Before the confederacy realized their cause was likely to be lost and needed revision and tweaking, Mississippi, like other Southern states, was unabashed in confidently letting the world know why they were seceding, as follows:

“In the momentous step which our State has taken of dissolving its connection with the government of which we so long formed a part, it is but just that we should declare the prominent reasons which have induced our course. Our position is thoroughly identified with the institution of slavery— the greatest material interest of the world. Its labor supplies the product which constitutes by far the largest and most important portions of commerce of the earth. These products are peculiar to the climate verging on the tropical regions, and by an imperious law of nature, none but the black race can bear exposure to the tropical sun. These products have become necessities of the world, and a blow at slavery is a blow at commerce and civilization. That blow has been long aimed at the institution, and was at the point of reaching its consummation. There was no choice left us but submission to the mandates of abolition, or a dissolution of the Union, whose principles had been subverted to work out our ruin.”
 

Starke Miller would have us view the war just as the weeping bitties of 1906 saw it: poor young boys who died valiantly fighting for a cause that conveniently isn’t mentioned.

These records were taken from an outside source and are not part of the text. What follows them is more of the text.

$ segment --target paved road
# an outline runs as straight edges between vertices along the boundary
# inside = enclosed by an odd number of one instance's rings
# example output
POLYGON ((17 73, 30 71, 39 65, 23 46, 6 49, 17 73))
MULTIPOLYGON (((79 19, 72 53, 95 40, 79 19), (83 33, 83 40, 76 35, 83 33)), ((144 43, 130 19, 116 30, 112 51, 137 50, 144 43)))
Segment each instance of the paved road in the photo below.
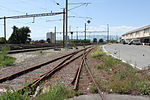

Imagine for a moment that your grandfather kidnapped someone and forced him to do all his work for him for decades. When faced with the possibility of not having this slave and doing his own work, granddaddy declared proudly that he was sticking with his situation. Then, when the cops showed up to rescue the kidnappee, granddaddy sent his son (daddy) outside to fight the cops, who then shot him. Over the next four decades, your story becomes that grandaddy and daddy were just “defending their home and, oh, by the way, that guy tied up in the basement enjoyed his stay and daddy gave him a warm can of Coke each time he cut the yard against his will.” Granddaddy, who lived on after the skirmish by sacrificing his son, raises you in this fiction, telling you it was all about “homeowner rights.” Then you want to raise a monument at the center of town on the basis that daddy “died”—in a vacuum.
 
How Mr. Miller has spun himself into this fantasy of his, I don’t know. I assume like most of us he’d rather not face the fact that his ancestors made a mistake. Mine fought for the confederacy, too. I forgive their mistake, but I don’t want a statue celebrating them as heroes.